İki şair… İkisi de ülkesini seven…

İkisinin de Atatürk’e saygısı büyük…

Biri sol kampın okumadığı, diğeri sağ kampın…

Biri sol kampın uzak durduğu, diğeri sağ kampın…

Oysaki biri muhafazakâr değerleri yüksek, diğeri sosyalist değerleri yüksek iki yurtsever idi…

Biri muhafazakâr değerlerle şiir yazan, diğeri sosyalist değerlerle…

Biri Çanakkale Destanı’nı yazan, diğeri Kuvayı Milliye Destanı’nı…

Biri “Allah bu millete bir daha İstiklal Marşı yazdırmasın” diyen…

Diğeri “Dörtnala gelip uzak Asya’dan / Akdeniz’e bir kısrak başı gibi uzanan / Bu memleket bizim” diyen idi.

Yani Mehmet Akif, yani Nazım Hikmet…

* * *

Zaten bu ülkede iki şair çok hırpalanmıştır.

Sağ kamp Nazım Hikmet'i hırpalamıştır, sol kamp Mehmet Akif’i.

Sağ kamp Nazım'a hain demiştir, sol kamp Akif’e.

Oysaki ikisi de inançlarından ödün vermeyen, biri sosyalist kimlikle, diğeri muhafazakâr kimlikle boyun eğmemiş iki yurtsever idi.

de ülkesini terk etmek zorunda kalmıştı. Nazım dönemeden ölmüştür 3 Haziran 1963'te, Mehmet Akif döndükten sonra ölmüştür 27 Aralık 1936'da.

* * *

Ve bugün, Mehmet Akif’in ölüm yıldönümüdür.

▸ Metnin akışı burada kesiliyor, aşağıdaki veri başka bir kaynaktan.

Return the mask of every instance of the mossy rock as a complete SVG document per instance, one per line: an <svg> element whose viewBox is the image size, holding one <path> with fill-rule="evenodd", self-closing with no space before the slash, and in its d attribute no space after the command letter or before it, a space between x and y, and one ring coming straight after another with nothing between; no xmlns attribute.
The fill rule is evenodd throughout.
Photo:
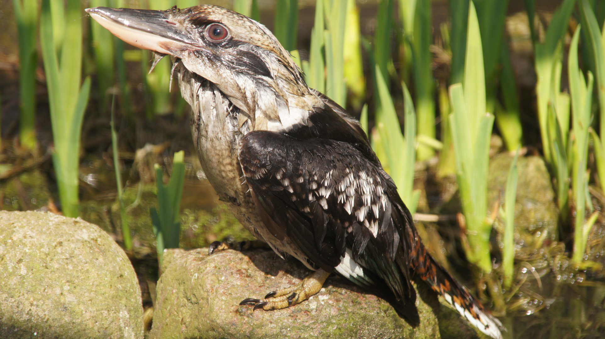
<svg viewBox="0 0 605 339"><path fill-rule="evenodd" d="M0 211L0 338L143 338L134 270L95 225Z"/></svg>

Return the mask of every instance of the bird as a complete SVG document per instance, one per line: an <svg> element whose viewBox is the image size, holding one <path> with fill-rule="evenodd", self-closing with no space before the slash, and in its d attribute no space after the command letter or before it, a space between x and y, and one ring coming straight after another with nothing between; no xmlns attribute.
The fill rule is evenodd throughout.
<svg viewBox="0 0 605 339"><path fill-rule="evenodd" d="M153 65L169 56L211 184L241 224L312 273L240 305L302 302L336 273L419 323L412 281L424 281L494 338L500 321L428 253L359 123L310 88L271 31L227 8L86 11Z"/></svg>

93 yıldır cumhuriyetle kavgalı olduğu sanılan bir şairin…

de sol kampın uzak durduğu, sağ kampın istismar ettiği bir şairin ölüm yıl dönümü. Mehmet Akif Ersoy baba tarafından Arnavut, anne tarafından Özbek kökenlidir.

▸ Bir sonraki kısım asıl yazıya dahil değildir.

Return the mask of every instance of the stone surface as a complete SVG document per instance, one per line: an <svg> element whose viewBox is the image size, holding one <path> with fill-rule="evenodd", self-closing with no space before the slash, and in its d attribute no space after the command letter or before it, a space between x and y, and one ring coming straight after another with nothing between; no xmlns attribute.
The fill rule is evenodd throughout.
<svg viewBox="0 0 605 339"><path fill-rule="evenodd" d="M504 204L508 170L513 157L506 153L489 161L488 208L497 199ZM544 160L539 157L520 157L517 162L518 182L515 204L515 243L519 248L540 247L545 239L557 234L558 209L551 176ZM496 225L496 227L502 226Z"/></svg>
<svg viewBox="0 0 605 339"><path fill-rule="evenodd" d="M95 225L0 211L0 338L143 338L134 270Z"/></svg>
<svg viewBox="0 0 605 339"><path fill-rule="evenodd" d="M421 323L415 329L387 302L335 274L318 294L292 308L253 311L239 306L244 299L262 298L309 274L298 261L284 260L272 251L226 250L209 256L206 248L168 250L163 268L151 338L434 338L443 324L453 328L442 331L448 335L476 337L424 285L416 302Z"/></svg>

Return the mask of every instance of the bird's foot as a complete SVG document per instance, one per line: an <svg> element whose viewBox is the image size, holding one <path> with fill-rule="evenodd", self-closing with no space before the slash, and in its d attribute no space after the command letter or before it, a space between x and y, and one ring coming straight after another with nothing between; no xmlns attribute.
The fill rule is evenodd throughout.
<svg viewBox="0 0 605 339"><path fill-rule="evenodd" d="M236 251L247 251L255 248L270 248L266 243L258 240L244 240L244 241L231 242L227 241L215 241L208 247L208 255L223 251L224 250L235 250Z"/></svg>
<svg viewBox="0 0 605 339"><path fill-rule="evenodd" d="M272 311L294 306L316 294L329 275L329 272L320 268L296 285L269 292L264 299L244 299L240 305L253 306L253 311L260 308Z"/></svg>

Osmanlıda son dönemin, Cumhuriyette ilk dönemin önemli şairidir. “Vatan şairi” ya da “milli şair” olarak anılır.

“İki insan vardır” demişti. “Zaman geçtikçe hatalarıyla yüzleşen, zaman geçtikçe yüzsüzleşen!” demiş ve bu sözle, özellikle siyasette çirkinleşen yüzleri göstermek istemişti.

Akif şairdir, öğretmendir ama ilk mesleği veterinerliktir. Hoş da bir anısı vardır:

Ukalâ biri Akif e yaklaşarak sorar: “Affedersiniz, sizin için baytar diyorlar.”

Akif hiç istifini bozmaz, “Evet, yoksa bir yerin mi ağrıyordu?” der.

* * *

Ve Anadolu işgal edilmiş, Sevr Anlaşması imzalanmış, Anadolu emperyal ülkelere parsellenmiştir. Ama Anadolu direnmektedir.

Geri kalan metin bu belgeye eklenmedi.